'By their military-industrial complex, thou shalt know them'
Recently I saw the film Charlie Wilson’s War, with Tom Hanks playing the title role. Be forewarned: The film has a little gratuitous nudity and the language is way too vulgar. But the plot line (based mostly on factual events) is compelling. It is the story of a U.S. Senator who works covertly with Israel and Saudi Arabia over several years to funnel a billion dollars to the mujahedeen freedom fighters of Afghanistan. His goal is to defeat the invading Soviet army by providing the mujahedeen with the weapons they desire. In the end, the freedom fighters win, the Soviets go home, and Charlie Wilson is given a prestigious award by the CIA for his determination and savvy.
At the very end of the film, Charlie Wilson is left to plead with the Senate Finance Committee for a measly appropriation to help build some schools in this newly liberated and very poor nation. His request is denied. To paraphrase one of the Senators, “Charlie, who gives a [blankety blank] about some schools in Afghanistan?” For his covert war effort, Wilson was given a half billion dollars. (The Saudis kicked in the other half billion.) But he was denied any funding whatsoever to help rebuild the infrastructure of this fragile and war-torn nation.
We are all too aware of what happened next. The void was quickly filled by the Taliban, al-Qaida, and Osama bin Laden. Afghanistan had become fertile soil for those who would do their mischief and the seeds of 9/11/01 were sown in abundance.
The film is a poignant reminder of just how inconsistent and short-sighted American foreign policy often can be. An opportunity to do lasting good in a nation that may have become an ally was squandered. We pulled out and never looked back, until it was too late. Seemingly we are happy to put up $500 million to fight a war but unwilling to “waste” a million dollars helping to build a better life for the people of that region. As the old folk song has it, “When will we ever learn?”
I recently read that the U.S. last year spent well over 50 billion dollars just on intelligence and surveillance. This year the Pentagon will spend close to 400 billion dollars for weaponry. And this figure does not include tens of billions more spent by other military-related agencies including the CIA and homeland security, or the costs of the Iraq War which will undoubtedly reach a trillion dollars in the not-too-distant future. Moreover, the procurement budget, which is where spending originates for new (and often unnecessary) weapons systems, rose almost 50 percent from 2002 to 2006.
At the same time, Congress was seeking to make cuts in school lunch programs and heating assistance for the poor. How powerful would it be if our enormous wealth was used to help drain the swamps of poverty, disease, illiteracy, envy, and hopelessness? As Kingdom people, this should be a top priority for all of us.

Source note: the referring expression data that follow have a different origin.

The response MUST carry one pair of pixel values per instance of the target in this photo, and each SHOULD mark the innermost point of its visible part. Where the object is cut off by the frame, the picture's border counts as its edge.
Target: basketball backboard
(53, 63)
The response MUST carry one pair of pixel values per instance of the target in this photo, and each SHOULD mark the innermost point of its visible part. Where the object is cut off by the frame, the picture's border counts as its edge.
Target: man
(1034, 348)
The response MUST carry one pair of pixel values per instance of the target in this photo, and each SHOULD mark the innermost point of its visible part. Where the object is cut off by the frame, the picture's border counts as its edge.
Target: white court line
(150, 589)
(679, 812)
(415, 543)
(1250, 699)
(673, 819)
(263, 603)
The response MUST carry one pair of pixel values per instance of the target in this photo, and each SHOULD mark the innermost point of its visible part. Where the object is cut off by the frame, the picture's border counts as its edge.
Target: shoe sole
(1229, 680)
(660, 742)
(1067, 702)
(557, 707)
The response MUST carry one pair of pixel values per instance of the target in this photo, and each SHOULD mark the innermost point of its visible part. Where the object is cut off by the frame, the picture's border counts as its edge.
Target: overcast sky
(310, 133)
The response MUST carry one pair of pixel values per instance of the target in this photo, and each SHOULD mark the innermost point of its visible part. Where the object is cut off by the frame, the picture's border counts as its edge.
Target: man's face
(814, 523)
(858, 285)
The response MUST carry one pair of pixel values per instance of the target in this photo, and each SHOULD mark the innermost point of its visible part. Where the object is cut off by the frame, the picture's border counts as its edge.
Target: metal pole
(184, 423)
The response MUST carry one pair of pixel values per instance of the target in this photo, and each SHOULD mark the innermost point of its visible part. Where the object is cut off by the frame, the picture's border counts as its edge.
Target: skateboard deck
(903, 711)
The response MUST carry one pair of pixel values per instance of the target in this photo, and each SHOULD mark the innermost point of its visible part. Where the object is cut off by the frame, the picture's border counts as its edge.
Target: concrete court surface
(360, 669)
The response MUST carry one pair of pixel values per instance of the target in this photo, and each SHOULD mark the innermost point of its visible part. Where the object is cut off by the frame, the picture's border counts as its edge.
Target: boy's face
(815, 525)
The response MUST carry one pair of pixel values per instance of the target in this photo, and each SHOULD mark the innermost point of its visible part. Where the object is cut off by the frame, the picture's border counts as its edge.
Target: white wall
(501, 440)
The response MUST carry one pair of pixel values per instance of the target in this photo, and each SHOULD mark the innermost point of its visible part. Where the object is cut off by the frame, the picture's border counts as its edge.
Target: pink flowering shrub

This year a Bangladeshi banker named Muhammad Yunus received the Noble Peace Prize for his work in micro-economics. This simple yet revolutionary concept places small loans (as little as $75) into the hands of poor people to help them start their own businesses. In countries like Bangladesh and India it has already been a huge success in generating income for families, building self-esteem, and giving hope for the future. Said one commentator, “This simple idea could do more for world peace than any military operation could ever do.”
I often reflect on the parable of the Rich Man and Lazarus. The sin of the Rich Man was not what he did but what he didn’t do. He failed to even notice, much less help, the one who was most in need of help. And for that, Jesus gives him a fateful and merciless word of condemnation for all eternity. I hope the same can never be said of the nation I love so much. But what are we to think when we propose an annual budget of more than three trillion dollars that boosts military spending to $515 billion dollars while dramatically cutting funding for both Medicare and Medicaid?
As we celebrate the resurrection of our Lord who gave his all for the sake of the whole world, may we be motivated to think again about how best to fight the evils of this world. War and violence are not Kingdom principles. As M.L. King noted on many occasions, “Love is the only force capable of transforming an enemy into a friend.” Our generosity as a nation is not the total answer to all the world’s ills, but when you are the richest kid on the block, you had better be willing to share in a very generous manner.
Perhaps the hymn writer said it best when he penned these lines:
For not with swords loud clashing,
nor roll of stirring drums,
But deeds of love and mercy,
the heavenly Kingdom comes.
If only we truly believed it.
Paul Harrington is pastor of Shepherd of the Valley Lutheran Church in Apple Valley, and a board member of Metro Lutheran.